Direct naar artikelinhoud
Palliatieve zorg

Palliatieve zorg blijft moeilijk bespreekbaar: “Ik wil geen proefkonijn zijn”

Josée Verhofstadt (72) uit Perk is palliatief door darmkanker.Beeld Tim Dirven

Gepaste zorg, dat betekent ook tijdig durven stoppen, zeggen experts aan deze krant. Toch komt palliatieve zorg dikwijls laat. Dat blijkt uit een studie van de Socialistische Mutualiteit bij kankerpatiënten. Voor die patiënten is de keuze dan ook niet eenvoudig. Bij zowel artsen als familieleden blijft lang de hoop op beterschap.

Josée koos zelf voor palliatieve zorg voor haar darmkanker

“Drie maanden voor zijn dood hebben ze zijn hersenen nog bestraald. Zo’n proefkonijn wil ik niet zijn.” Josée zag haar man negen jaar geleden lijden aan keelkanker. Nu zij zelf al een jaar darmkanker heeft, kiest ze duidelijk en bewust voor palliatieve zorg. Chemotherapie zal ze niet meer aanvaarden, operaties evenmin.

Bij haar eerste huisarts merkte ze daar weinig begrip voor. ‘Gij wilt hem dood of wat?’ zei de arts toen Josée palliatieve zorg wilde inschakelen voor haar man. “Ik ben nu van huisarts veranderd. Dat is een jonge vrouw, die mijn mening veel beter begrijpt.”

Vorig jaar werd Josée geopereerd aan haar darmen, maag en galblaas. Vijf weken in het ziekenhuis in het midden van de zomer vond ze maar niets. “Ik denk dat iedereen liever thuis herstelt. Zelfs al lig je de hele dag in de zetel.” Nadien volgden vier maanden chemotherapie. “Het ziet er nu iets beter uit, maar ik was zo ziek als een hond.” 

Lees ookTe vaak nog ongepaste zorg voor wie niet te genezen valt

.Beeld Thinkstock

Nog elke drie maanden krijgt Josée een scan en een colloscopie, om mogelijke gezwellen op te sporen. In haar agenda staan nog afspraken met de oncologe tot in september. Die controles vindt ze geen probleem, maar onder het mes wil ze niet meer.
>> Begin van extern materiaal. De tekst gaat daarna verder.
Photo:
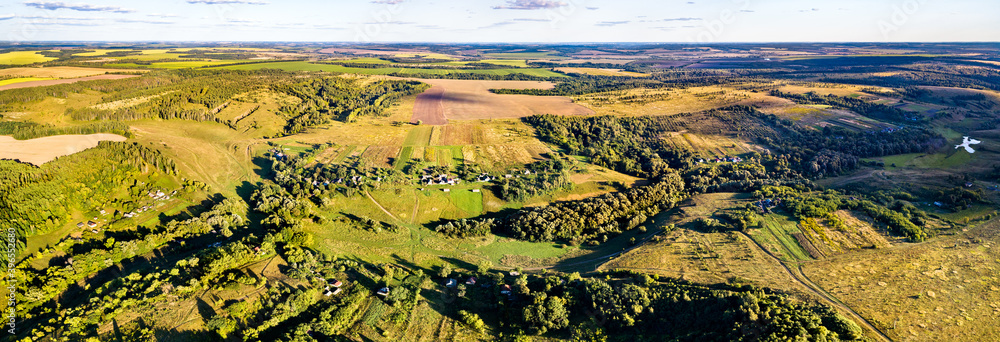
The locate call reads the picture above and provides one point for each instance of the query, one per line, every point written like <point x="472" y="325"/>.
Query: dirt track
<point x="63" y="81"/>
De enige behandeling die ze nog in huis wil, is een pijnpomp. 

De nieuwe huisarts komt elke week langs voor een bloedprik. Verder komen ook twee verpleegsters en een poetsvrouw regelmatig over de vloer. “De thuisverpleging geeft me altijd nieuwe moed om door te gaan. Anders zit ik hier maar alleen.” De verpleegsters helpen haar ook met praktische zaken, zoals haar verzekeringspapieren in te vullen. “In het ziekenhuis legt niemand je dat uit, je moet alles zelf vragen. Ieder zijn opinie, maar een dokter mag zijn mening niet opdringen.”

‘Ieder zijn opinie, maar een dokter mag zijn mening niet opdringen’
Josée

Martine* ervaart sinds kort palliatieve zorg in haar familie

“Het was heel snel duidelijk dat ze niet ging genezen.” Martine* was de voorbije twee jaar van dichtbij betrokken bij de kanker van een van haar familieleden, Anneleen*. De diagnose van borstkanker met uitzaaiingen kwam voor de familie als een schok. “Bijna dezelfde dag nog schoot iedereen in actie om een behandeling te starten. De dokters zeiden dat ze haar ziekte chronisch gingen proberen maken.” 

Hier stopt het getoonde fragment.